Sebelum tarif impor tersebut ditetapkan oleh Amerika Serikat, Budi menjelaskan bahwa Indonesia harus berkompetisi dengan negara lain karena tarif yang dikenakan serupa.
Oleh karena itu, Budi mengungkapkan bahwa kesempatan ini harus dimanfaatkan seoptimal mungkin.
“Daya saing kita meningkat, peluang untuk ekspor ke Amerika semakin besar. Jadi kita harus memanfaatkannya sebaik mungkin,” tambah Budi.
Saat ini pemerintah sedang mengidentifikasi 10 produk ekspor unggulan ke Amerika Serikat beserta negara pesaingnya.

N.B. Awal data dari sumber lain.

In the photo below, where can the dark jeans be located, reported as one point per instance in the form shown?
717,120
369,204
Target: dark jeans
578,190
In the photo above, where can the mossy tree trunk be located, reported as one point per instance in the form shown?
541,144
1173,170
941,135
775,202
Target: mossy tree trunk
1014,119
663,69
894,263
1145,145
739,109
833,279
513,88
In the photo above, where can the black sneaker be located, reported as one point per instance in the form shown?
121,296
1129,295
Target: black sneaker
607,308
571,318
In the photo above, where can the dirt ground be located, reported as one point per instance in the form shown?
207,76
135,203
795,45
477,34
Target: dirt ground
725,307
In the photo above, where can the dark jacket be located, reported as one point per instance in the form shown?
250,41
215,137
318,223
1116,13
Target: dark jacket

Budi menambahkan, hasil identifikasi tersebut akan menunjukkan potensi yang besar dan dapat mendatangkan investasi.
“Hal ini otomatis berkaitan dengan investasi juga, dan kita harapkan investasi terkait 10 produk tersebut dapat meningkatkan ekspor ke Amerika dan Uni Eropa. Untuk Uni Eropa, kita juga telah mengidentifikasi banyak produk unggulan,” jelasnya.